Build and Train a Machine Learning Model Locally

TUTORIAL

Overview

In this tutorial, you learn how to build and train a machine learning (ML) model locally within your Amazon SageMaker Studio notebook.

Amazon SageMaker Studio is an integrated development environment (IDE) for ML that provides a fully managed Jupyter notebook interface in which you can perform end-to-end ML lifecycle tasks. Using SageMaker Studio, you can create and explore datasets, prepare training data, build and train models, and deploy trained models for inference—all in one place.

Exploring a sample of the dataset and iterating over multiple model and parameter configurations before training with the full dataset is a common practice in ML development. For this exploration stage, Amazon SageMaker provides the local mode, which allows you to test your training logic, try different modeling approaches, and gauge model performance before running full-scale training jobs.

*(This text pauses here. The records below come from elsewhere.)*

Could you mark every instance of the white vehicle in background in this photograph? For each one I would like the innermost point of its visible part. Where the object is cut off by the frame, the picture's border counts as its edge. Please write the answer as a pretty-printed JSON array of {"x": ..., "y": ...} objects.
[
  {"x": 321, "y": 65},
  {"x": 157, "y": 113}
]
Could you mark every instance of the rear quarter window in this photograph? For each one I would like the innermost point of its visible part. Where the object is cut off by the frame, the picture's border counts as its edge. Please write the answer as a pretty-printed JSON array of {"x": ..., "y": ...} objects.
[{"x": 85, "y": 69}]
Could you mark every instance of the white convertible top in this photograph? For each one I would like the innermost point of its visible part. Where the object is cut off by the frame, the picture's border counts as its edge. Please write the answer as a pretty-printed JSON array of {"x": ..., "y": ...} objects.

For this tutorial, you use a synthetically generated auto insurance claims dataset. The inputs are the training and test datasets, each containing details and extracted features about claims and customers along with a fraud column indicating whether a claim was fraudulent or otherwise. You will use the open source XGBoost framework to prototype a binary classification model on this synthetic dataset to predict the likelihood of a claim being fraudulent.

What you will accomplish

In this guide, you will:

Ingest training data from Amazon S3 into Amazon SageMaker
Build and train an XGBoost model locally
Save the trained model and artifacts to Amazon S3
Clean up resources you created

Prerequisites

Before starting this guide, you will need:

An AWS account: If you don't already have an account, follow the Setting Up Your AWS Environment getting started guide for a quick overview.

AWS experience

Beginner

Time to complete

15 minutes

Cost to complete

See SageMaker pricing to estimate cost for this tutorial.

Requires

You must be logged into an AWS account.

Services used

Amazon SageMaker Studio

Last updated

July 7, 2022

Implementation

Step 1: Set up your Amazon SageMaker Studio domain

With Amazon SageMaker, you can deploy a model visually using the console or programmatically using either SageMaker Studio or SageMaker notebooks. In this tutorial, you deploy the model programmatically using a SageMaker Studio notebook, which requires a SageMaker Studio domain.

Amazon SageMaker supports the creation of multiple Amazon SageMaker Domains in a single AWS Region for each account. If you already have a SageMaker Studio domain in the US East (N. Virginia) Region, follow the SageMaker Studio setup guide to attach the required AWS IAM policies to your SageMaker Studio account, then skip Step 1, and proceed directly to Step 2.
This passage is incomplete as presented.